In a preferred embodiment, the present invention provides a method of producing a confectionery product shell, a confectionery product tablet (e.g., a chocolate bar), or a confectionery product piece (e.g., a lollipop). Each of the above portions may be filled or unfilled with a filling. Although the preferred examples below are described with reference to confectionery shells, embodiments may be applicable to the production of tablets or pieces of confectionery where appropriate. However, the most preferred embodiment of the present invention relates to the preparation of the shell of the confectionery product.

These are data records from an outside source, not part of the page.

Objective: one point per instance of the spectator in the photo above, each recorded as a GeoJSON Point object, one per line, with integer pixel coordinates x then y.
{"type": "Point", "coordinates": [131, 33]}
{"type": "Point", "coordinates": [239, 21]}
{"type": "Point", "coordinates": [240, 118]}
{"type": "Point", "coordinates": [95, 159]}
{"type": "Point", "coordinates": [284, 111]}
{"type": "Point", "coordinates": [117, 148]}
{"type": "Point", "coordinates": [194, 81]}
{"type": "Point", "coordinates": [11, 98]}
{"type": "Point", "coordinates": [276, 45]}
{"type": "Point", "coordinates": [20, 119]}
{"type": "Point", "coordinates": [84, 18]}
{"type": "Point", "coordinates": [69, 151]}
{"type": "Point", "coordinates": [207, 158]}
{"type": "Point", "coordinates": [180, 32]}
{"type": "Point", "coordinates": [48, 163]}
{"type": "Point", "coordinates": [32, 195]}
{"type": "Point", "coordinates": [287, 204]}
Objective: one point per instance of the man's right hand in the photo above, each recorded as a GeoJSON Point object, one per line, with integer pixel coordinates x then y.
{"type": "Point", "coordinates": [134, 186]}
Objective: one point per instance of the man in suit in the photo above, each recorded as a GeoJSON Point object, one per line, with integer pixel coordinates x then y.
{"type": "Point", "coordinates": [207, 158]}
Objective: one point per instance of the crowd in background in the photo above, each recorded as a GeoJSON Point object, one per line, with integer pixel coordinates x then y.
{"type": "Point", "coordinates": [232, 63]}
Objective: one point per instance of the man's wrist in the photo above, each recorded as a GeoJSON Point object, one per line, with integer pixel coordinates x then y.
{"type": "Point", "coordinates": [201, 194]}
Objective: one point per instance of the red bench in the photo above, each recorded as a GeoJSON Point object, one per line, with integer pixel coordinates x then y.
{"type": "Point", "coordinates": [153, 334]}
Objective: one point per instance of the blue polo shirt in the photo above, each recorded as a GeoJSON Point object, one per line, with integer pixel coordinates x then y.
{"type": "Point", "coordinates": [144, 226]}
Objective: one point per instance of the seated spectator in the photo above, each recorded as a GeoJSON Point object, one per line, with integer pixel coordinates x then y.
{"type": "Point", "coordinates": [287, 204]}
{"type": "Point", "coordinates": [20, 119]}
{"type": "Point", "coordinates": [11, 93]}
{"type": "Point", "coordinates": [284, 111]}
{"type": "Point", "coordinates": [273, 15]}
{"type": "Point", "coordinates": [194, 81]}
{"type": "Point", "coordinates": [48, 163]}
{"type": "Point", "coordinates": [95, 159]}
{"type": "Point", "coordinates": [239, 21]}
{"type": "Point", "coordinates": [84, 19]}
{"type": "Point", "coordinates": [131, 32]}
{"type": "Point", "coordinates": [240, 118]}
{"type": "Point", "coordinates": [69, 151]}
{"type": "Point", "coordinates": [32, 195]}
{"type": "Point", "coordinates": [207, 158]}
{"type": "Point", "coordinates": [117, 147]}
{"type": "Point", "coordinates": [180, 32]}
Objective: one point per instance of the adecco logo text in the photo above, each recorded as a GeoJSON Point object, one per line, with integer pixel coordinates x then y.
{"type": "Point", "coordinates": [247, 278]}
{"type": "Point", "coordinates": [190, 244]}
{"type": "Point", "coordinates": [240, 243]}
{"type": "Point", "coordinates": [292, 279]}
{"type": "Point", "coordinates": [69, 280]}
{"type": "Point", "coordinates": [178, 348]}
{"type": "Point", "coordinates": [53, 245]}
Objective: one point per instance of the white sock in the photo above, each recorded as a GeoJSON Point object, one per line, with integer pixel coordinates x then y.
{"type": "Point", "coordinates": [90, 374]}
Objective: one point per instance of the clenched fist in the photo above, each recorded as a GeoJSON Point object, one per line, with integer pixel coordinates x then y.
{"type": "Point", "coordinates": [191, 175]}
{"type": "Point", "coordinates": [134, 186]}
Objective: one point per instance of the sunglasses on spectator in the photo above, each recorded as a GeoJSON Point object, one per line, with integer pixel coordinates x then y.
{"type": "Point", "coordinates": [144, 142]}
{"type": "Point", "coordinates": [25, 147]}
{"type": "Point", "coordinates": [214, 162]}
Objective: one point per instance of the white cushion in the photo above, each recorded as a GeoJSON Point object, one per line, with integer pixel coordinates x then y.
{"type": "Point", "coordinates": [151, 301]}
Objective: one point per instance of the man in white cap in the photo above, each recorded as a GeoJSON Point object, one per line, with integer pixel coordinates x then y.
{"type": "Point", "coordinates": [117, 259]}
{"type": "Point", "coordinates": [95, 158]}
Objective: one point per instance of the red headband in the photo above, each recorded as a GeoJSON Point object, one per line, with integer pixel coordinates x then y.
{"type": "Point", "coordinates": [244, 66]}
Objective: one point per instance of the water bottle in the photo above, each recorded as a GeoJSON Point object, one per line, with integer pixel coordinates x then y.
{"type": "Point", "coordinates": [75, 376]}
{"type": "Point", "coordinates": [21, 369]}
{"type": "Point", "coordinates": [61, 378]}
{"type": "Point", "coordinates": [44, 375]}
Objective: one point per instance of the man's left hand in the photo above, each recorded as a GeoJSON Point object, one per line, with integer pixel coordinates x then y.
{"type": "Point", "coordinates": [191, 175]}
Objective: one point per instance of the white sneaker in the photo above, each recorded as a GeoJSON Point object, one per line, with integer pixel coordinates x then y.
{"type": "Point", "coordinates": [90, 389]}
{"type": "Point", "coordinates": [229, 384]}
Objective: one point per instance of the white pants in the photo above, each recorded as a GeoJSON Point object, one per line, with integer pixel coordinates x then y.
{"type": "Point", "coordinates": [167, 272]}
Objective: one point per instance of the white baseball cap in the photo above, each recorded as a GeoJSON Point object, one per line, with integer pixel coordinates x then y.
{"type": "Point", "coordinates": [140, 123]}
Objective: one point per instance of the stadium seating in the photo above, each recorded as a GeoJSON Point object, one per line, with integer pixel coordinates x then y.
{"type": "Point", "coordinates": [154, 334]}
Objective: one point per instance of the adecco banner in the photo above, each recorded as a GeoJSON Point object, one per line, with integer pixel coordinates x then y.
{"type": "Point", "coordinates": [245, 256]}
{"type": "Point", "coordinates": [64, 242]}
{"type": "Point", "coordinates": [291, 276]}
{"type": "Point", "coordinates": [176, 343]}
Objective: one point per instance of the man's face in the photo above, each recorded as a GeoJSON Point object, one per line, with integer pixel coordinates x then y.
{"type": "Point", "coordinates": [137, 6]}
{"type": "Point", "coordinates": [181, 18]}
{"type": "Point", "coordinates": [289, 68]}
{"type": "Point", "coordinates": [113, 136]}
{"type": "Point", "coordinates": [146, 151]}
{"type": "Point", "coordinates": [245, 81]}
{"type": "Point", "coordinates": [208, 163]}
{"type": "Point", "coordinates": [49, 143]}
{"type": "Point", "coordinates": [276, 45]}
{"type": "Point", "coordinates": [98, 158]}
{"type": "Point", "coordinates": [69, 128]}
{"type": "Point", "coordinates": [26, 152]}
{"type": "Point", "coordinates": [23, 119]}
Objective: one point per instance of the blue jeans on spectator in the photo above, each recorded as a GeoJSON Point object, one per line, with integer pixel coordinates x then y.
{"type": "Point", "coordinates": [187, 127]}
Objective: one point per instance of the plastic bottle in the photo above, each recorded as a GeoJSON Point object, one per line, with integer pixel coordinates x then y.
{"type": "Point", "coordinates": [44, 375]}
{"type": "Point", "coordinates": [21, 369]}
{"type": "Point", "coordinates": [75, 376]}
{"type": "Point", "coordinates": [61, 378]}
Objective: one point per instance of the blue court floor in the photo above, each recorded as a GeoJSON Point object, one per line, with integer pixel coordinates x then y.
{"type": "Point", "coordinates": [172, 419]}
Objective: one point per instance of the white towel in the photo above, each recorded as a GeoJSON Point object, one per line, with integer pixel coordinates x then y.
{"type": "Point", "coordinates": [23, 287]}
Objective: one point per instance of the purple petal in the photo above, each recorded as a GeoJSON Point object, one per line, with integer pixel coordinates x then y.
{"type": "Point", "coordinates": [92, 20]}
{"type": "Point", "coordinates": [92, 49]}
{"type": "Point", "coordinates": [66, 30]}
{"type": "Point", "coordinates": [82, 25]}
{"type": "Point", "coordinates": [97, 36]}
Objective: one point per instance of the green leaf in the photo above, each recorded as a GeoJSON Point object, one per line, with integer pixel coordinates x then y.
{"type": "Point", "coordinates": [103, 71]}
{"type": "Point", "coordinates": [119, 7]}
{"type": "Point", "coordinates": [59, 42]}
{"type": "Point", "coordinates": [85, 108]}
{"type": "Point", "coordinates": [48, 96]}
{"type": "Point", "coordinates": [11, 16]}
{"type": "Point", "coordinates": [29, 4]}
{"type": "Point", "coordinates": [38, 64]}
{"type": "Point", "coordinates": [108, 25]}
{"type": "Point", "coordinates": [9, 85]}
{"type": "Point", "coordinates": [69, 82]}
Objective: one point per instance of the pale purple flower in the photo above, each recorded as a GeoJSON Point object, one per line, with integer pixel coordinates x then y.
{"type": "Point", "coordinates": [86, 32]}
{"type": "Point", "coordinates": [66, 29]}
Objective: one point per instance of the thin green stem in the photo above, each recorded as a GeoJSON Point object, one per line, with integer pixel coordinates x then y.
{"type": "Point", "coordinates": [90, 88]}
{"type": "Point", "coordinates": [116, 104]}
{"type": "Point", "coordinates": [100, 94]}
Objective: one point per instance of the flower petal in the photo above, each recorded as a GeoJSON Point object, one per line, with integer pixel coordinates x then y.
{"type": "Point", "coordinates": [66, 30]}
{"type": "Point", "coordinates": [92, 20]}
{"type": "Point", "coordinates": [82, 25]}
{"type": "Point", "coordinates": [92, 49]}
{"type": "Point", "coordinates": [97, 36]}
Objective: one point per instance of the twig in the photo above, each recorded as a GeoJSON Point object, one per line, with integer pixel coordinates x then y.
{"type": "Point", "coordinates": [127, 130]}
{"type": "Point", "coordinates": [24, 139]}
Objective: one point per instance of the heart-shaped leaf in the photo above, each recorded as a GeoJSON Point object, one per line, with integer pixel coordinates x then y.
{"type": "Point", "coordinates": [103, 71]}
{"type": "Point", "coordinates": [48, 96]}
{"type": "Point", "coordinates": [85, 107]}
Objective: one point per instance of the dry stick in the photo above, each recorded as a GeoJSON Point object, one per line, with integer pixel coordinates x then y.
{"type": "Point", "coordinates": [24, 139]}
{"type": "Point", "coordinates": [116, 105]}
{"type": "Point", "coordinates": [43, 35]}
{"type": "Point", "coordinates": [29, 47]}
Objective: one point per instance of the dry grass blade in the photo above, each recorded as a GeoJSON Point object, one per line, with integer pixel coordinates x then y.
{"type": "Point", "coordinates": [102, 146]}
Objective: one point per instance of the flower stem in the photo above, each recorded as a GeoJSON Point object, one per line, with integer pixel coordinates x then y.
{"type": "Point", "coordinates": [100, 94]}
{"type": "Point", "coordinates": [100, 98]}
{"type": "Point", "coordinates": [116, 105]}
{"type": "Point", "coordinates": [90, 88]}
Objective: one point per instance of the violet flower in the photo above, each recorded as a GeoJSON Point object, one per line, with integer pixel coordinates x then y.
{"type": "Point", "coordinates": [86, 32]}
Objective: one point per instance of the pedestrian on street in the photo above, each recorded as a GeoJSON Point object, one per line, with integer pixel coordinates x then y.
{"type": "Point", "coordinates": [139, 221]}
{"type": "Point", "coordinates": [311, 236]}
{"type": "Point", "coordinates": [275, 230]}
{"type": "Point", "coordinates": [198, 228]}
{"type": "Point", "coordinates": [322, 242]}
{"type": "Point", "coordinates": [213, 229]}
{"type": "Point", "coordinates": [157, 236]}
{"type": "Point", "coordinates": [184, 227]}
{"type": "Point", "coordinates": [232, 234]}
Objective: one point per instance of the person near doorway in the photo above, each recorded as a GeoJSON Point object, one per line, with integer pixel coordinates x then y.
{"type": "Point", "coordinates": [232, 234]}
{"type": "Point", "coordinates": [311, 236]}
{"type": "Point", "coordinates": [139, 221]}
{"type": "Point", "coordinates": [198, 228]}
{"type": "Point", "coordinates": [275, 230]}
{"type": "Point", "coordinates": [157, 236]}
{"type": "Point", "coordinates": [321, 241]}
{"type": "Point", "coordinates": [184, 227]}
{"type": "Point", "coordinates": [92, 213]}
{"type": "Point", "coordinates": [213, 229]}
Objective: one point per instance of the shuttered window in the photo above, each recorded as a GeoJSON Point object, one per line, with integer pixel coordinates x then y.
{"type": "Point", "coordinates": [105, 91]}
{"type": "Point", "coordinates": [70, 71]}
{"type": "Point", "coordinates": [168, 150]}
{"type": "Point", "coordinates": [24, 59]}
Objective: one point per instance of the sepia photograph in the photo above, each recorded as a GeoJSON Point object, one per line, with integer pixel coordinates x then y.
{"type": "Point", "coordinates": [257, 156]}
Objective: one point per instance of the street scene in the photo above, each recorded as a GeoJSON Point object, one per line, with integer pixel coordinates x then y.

As used herein, the term "inclusions" means edible objects and/or particles of different ingredients that are fully or partially embedded (or capable of being embedded) in a food composition. Inclusions are typically used to provide a contrasting texture, hardness, visual appearance and/or flavor to the material in which they are embedded, thereby providing a unique eating experience and sensory experience for the consumer of the edible product. Typically, more than one inclusion is incorporated into a single portion of the food composition containing the inclusions. In many products, it may be desirable for the inclusions to be dispersed as uniformly as possible within the product (or within a subset of the product, such as in a layer or filling thereof), so that each bite of product provides a consistent eating experience.

Conveniently, the inclusions comprise any one of the following non-limiting list (more conveniently, selected from the following):

-fruit or fruit pieces, which may comprise: hard fruits (e.g., seeds, nuts, such as hazelnuts, almonds, brazil nuts, cashews, peanuts, pecans, and/or the like); soft fruits (e.g., raisins, cranberries, blueberries, blackcurrants, apples, pears, oranges, apricots, and/or the like); and/or freeze-dried fruit pieces, preserved fruit, and/or wine-soaked type fruit, preferably the soft fruit is a dry fruit;

brittle inclusions (e.g. caramel, coffee, biscuits, wafers, etc.);

vanilla (e.g. chive, fennel, coriander, parsley);

-cereals (e.g. puffed rice, puffed wheat, extruded cereal flakes);

chocolate or chocolate mass (e.g. chocolate chips, chocolate shapes); -confectionery (e.g. cinder toffee tablets, toffee, fudge, caramel, fondant tablets, jelly tablets, marmalade tablets, and the like,

Marshmallow, candy-centered panned sweets, such as under the trademark mini

Those commercially available from Nestle corporation (Nestlel); and/or

Any suitable mixture and/or combination thereof.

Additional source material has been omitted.